The soundtrack to my life begins with a song I vividly remember singing with my next door neighbour when we were both kids. The song is Chirpy Chirpy Cheep Cheep by Middle of the Road and many years later, my next door neighbour and I (now middle aged and no longer residing in our adjoining houses) would sing it for old times sake, karaoke style, at my wedding. The song is very evocative of my childhood and a friendship that stands the test of time and is now intricately entwined with happy memories of my wedding day. In terms of actual musical value it is pretty dire but will remain forever in a position of great fondness for me.
As a teenager, I would regularly attend youth club discos. There was the moment in the evening when the tempo would slow down and the girls would wait with nervous anticipation to see if the boy she'd been making eyes at would ask her for a slow dance. Trainee lovers would be wrapped in each other embrace, swaying rhythmically, a bold hand descending down the body of a willing partner to rest gently on the curve of a firm young buttock... naively, beautifully sordid! Wishing on a Star by Rose Royce was the song that marked the transition. The opening bars of this song still gives me a little shiver as I am catapulted back to that glorious moment when you realise that the object of your desires is walking towards you....

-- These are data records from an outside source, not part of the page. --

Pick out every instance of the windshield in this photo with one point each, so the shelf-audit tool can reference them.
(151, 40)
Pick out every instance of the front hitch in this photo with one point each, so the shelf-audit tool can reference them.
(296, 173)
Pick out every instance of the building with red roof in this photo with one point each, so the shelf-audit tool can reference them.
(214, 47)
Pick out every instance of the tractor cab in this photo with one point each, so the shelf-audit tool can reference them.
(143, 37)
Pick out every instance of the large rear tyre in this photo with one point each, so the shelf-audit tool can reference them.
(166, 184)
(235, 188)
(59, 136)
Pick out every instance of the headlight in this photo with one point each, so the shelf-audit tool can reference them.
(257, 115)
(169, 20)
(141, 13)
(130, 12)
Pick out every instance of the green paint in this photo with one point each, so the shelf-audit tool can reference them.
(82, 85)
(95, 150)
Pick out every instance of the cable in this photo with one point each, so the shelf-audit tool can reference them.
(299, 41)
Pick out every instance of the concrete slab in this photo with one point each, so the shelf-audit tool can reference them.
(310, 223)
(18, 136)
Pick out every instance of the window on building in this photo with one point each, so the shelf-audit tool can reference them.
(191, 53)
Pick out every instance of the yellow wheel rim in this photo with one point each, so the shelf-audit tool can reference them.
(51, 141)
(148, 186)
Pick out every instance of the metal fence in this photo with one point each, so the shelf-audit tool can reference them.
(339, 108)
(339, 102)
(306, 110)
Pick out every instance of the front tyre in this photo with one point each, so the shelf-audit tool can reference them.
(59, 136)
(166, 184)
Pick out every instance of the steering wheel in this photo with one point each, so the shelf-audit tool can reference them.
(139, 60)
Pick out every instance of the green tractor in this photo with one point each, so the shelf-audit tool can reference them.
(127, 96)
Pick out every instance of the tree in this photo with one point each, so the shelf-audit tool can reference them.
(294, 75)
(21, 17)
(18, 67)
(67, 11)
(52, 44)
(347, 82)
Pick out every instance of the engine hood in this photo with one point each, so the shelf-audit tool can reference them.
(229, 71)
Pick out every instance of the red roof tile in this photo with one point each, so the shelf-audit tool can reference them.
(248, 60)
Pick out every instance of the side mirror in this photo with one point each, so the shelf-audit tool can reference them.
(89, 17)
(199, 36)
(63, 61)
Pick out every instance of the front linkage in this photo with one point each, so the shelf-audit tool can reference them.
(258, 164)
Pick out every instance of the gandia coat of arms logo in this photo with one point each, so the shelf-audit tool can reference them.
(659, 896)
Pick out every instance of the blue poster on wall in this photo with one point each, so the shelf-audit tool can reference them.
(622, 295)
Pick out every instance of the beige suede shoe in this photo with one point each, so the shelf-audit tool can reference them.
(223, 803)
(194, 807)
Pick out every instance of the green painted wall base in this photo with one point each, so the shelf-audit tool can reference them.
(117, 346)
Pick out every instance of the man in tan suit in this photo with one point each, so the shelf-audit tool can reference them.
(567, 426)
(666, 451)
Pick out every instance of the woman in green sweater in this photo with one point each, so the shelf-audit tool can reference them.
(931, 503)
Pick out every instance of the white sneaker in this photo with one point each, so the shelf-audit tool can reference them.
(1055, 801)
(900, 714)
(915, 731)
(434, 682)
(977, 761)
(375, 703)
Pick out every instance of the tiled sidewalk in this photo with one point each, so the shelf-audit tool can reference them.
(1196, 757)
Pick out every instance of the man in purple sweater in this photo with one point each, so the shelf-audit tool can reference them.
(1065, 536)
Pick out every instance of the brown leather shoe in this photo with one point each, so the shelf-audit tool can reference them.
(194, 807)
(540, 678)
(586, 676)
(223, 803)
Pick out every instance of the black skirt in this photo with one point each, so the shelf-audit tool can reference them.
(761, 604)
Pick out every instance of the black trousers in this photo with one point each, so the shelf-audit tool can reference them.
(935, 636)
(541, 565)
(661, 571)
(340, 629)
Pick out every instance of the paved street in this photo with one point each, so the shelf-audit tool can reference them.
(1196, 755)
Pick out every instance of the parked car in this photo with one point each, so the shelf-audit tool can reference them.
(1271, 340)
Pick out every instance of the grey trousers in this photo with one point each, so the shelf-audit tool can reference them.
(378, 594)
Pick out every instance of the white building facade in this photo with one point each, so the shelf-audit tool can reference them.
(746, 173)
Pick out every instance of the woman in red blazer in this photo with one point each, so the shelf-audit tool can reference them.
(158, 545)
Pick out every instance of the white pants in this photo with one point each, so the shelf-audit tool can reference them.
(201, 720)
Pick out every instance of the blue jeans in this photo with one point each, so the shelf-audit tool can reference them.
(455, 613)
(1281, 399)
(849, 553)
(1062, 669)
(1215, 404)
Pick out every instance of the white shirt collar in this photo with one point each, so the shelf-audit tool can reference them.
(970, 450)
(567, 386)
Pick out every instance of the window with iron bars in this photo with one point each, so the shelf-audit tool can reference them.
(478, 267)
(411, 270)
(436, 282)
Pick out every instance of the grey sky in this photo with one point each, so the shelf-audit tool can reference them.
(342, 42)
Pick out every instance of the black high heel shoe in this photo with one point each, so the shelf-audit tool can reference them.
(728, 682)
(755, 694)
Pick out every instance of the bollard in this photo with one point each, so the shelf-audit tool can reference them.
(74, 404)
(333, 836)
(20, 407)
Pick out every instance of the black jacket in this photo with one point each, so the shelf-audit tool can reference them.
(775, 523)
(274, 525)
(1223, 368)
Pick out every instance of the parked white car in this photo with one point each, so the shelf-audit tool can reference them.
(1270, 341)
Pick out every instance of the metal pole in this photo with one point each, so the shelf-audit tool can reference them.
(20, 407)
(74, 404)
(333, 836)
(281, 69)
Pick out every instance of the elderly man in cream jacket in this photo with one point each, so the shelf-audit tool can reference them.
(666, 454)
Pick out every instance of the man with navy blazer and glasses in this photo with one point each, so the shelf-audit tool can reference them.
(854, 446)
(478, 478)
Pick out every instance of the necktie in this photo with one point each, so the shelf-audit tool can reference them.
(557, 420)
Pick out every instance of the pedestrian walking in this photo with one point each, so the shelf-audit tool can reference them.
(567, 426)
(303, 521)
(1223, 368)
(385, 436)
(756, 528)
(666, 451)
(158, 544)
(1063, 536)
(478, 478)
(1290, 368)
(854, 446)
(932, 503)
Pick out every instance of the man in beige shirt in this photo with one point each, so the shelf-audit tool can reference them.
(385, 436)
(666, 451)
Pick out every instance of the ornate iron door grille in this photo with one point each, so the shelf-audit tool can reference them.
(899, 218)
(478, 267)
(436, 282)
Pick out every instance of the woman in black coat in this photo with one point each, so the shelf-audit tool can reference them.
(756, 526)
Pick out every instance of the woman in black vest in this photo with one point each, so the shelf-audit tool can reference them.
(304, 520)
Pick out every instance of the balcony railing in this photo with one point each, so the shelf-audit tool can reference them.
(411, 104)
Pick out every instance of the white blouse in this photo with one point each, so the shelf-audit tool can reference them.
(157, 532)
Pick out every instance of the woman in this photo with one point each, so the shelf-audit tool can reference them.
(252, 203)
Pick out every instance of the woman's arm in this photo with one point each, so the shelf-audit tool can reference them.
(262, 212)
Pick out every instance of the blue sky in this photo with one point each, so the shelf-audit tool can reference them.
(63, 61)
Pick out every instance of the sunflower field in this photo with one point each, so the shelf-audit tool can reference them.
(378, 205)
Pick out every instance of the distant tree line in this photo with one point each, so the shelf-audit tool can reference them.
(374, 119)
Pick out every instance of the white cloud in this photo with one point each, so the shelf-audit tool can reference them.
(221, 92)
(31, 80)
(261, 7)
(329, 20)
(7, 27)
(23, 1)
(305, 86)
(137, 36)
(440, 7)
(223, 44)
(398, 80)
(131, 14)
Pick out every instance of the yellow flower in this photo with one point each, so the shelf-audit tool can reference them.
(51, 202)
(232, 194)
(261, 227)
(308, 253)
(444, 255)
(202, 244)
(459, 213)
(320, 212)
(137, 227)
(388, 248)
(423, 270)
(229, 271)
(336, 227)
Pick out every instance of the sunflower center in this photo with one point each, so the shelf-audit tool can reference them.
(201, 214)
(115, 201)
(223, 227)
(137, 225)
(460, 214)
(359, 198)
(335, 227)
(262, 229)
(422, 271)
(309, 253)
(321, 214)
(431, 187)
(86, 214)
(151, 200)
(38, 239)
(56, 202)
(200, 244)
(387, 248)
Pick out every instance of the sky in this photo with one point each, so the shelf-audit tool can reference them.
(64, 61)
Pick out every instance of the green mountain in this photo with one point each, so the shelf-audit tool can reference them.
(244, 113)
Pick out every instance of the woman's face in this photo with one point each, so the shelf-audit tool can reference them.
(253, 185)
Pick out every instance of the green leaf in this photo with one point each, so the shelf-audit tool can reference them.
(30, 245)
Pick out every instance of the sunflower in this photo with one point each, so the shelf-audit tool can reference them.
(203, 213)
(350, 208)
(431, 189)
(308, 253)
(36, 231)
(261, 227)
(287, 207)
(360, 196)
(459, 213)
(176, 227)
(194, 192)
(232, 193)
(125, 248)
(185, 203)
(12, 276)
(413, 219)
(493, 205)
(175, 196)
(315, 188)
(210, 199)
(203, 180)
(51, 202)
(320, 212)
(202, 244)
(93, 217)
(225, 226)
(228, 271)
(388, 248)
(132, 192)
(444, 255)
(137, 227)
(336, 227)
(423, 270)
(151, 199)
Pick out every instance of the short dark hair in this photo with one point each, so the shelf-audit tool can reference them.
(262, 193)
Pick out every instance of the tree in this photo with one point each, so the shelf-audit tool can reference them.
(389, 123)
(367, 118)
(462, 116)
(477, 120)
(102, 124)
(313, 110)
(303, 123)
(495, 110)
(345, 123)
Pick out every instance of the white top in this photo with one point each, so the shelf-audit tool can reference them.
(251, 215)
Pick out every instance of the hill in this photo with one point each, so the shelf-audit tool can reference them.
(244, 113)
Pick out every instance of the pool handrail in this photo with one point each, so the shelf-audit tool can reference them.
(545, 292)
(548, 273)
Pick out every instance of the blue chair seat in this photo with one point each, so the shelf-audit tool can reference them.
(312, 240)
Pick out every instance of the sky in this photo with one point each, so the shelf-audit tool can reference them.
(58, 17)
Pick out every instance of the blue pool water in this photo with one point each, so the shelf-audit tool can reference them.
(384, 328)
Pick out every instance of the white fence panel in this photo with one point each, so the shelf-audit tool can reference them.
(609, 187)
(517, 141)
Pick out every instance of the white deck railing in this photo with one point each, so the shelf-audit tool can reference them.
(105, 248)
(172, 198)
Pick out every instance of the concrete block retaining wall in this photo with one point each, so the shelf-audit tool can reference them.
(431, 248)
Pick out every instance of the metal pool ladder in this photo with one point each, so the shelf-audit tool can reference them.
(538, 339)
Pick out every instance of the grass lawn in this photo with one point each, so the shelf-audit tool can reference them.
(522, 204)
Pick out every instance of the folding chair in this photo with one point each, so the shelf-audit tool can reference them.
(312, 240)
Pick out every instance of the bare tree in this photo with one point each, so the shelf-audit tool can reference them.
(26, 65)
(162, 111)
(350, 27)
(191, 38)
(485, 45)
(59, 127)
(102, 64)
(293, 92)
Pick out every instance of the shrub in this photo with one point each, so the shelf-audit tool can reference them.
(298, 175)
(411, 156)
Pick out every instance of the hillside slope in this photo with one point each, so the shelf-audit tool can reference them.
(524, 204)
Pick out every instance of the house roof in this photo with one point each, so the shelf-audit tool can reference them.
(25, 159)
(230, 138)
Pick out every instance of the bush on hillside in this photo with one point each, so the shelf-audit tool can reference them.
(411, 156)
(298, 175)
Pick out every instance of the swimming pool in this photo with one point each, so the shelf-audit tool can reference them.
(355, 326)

Hey Paula by Paula and Paul deserves a place in the soundtrack of my life as it was from this song that my parents arrived at the inspiration for my name. It was the song I played at my first wedding for the first dance but as the reception was held in the small living room of our starter home, there was not a great deal of first dancing! Little did I know I was actually marrying the wrong Paul. The Paul who would many years later become my husband was a guest at my first wedding.
John Denver, for reasons I can't quite fathom, has long been a contributor to the soundtrack to my life. When I was trying to learn to play guitar, the John Denver songbook taught me chords and plucking and strumming styles. My favourite JD song was always Annie's Song because it reflected how I wanted to feel about the man in my life and to have those feeling reciprocated. I never even came close to having my senses filled like a night in a forest in my first marriage but now I smugly enjoy the fact that I got there in the end!
My final choice (although I could list SO many more!) is a much more recent song, Tiger in the Night by Katie Melua. I was driving down the motorway from my home in Shropshire to go and deliver the news personally to my nonagenarian nan that I was getting a divorce but it was all OK - I was in a new relationship and I was incredibly happy. I wanted her to hear it from me and it wasn't something I could do easily on the phone. It was a long drive and I was listening to some compilation car CDs that my girls had put together. Tiger in the Night came on. The lyrics struck such a chord with me that I put it on repeat and listened to it over and over again for the rest of the journey so that I could memorise every single word. In a moment of madness I recorded myself singing it to my daughter's piano accompaniment as a present for the man who was 'the dream I'd see come true" and we played the original version during my marriage ceremony (I did briefly toy with the idea of using my recording but didn't think it entirely fair to inflict that on my guests!)
What a brilliant post.
ReplyDeleteI would find this one really really hard to do and it would see me sitting and pondering for hours and hours. As I've been with hubby for 23 years I would probably need to get him to do the later years for me :-)
Liska x
Heh. Chirpy Chirpy Cheep Cheep is just one of THOSE songs isn't it? It always reminds me of a holiday in Malta when I was in my early teens - there was a karaoke place near our apartments, and for some reason the only songs the local kids ever sang were Happy Birthday (the real one, not Stevie Wonder) and Chirpy Chirpy Cheep Cheep. Multiple times every evening.